I turned 47 yesterday. Turned. Like milk. I don’t really care about being older – it’s pretty pointless to lament the passing of time, it certainly doesn’t slow the clocks – but I reckon on your birthday you have a duty to have a minor dramatic moment relating to your age going up by one. Perhaps a brief clutch at your face in mock horror, or rolling your new age round your tongue like you’re trying to tie a cherry stalk into a bow. 47, 47, 47. A mantra that doesn’t seem like it can be real. It can be a cleansing moment, so you can get on with the rest of your year, having acted out you mini crisis.
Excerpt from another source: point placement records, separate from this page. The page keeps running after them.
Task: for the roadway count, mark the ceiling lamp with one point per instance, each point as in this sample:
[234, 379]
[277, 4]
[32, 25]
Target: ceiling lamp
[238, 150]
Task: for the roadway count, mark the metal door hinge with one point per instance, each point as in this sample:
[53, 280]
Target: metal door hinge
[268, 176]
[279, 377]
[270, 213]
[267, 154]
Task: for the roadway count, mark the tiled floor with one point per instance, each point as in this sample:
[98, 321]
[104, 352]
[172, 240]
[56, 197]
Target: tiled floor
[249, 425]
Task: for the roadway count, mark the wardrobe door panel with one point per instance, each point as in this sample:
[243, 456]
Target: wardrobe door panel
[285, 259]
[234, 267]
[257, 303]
‘Oh that isn’t old,’ well-wishers might say, ‘you’re still young’ or ‘I’m much older’ but this is to miss the point. You, the main character in this birthday, the star of the show that is ‘your life’ are the one adding yet another candle to the precarious inferno atop your birthday sponge, not them – how can this be happening? Ageing, like tax rebates or identity theft, is something that happens to other people, not you, the ageless beauty who looks EXACTLY the same in the mirror every morning whereas all your peers are rocketing downhill and resemble the cast of Cocoon in ASOS separates. Well okay, maybe you look a bit more tired and your hair is snowier than Reykjavik in the January sales and, fair enough, your knees creak like a barn door every time you move but YOU? Up a number? No. Nonsense. Mind you, moaning about ageing is like being overly self-deprecating – it’s counter productive, and people get tired of it eventually. Anyway, age I did, yet managed to make it through the night to see a new day and this date featuring two young singletons at least two decades away from an existential crisis.
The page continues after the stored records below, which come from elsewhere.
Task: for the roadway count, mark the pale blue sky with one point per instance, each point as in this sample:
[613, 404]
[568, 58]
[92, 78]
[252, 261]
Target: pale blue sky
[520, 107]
Both today’s contestants are support workers. Aaron is 25 and Sid is 28. Here they are in head-to-toe glory:
Read what happened on their date on the Guardian website for the full story – and a lovely selfie of the pair – then return here on Santa’s sleigh for a three-bird roast.
Aaron on Sid | Sid on Aaron
What were you hoping for?
A fun evening with drinks flowing, good company and good food.
You know what else flows don’t you? Conversation. A leaky washing machine into the flat below. Sewage. Piss. We must be careful what we wish for.
What were you hoping for?
To meet my husband.
I found the lack of the qualifying adjective ‘future’ in front of husband here quite jarring, and thought for a second that Sid had applied to Blind Date in some kind of ‘bored couple sex game role play’ and was hoping to be matched with her actual husband to try and put a bit of spice back into their marriage because, let’s face it, they’ll never sell that flat without putting in a new kitchen.
Very cute and pretty. Sid appeared a little shy at first, but we quickly got comfortable with each other.
Gorgeous – he was wearing these glasses that gave off old-school Usher vibes.
I must admit I’m intrigued by these specs. The nineties are back and gripping us by the throat. I wasn’t going to mention them at all but Sid has gone there so here we are. Usher vibes! Yes, granted, although Usher was more of an aviator man. Mary J Blige, maybe. But also… Elton tbh. I think George Michael had a pair as well; maybe they gave them out in the Shadow Lounge.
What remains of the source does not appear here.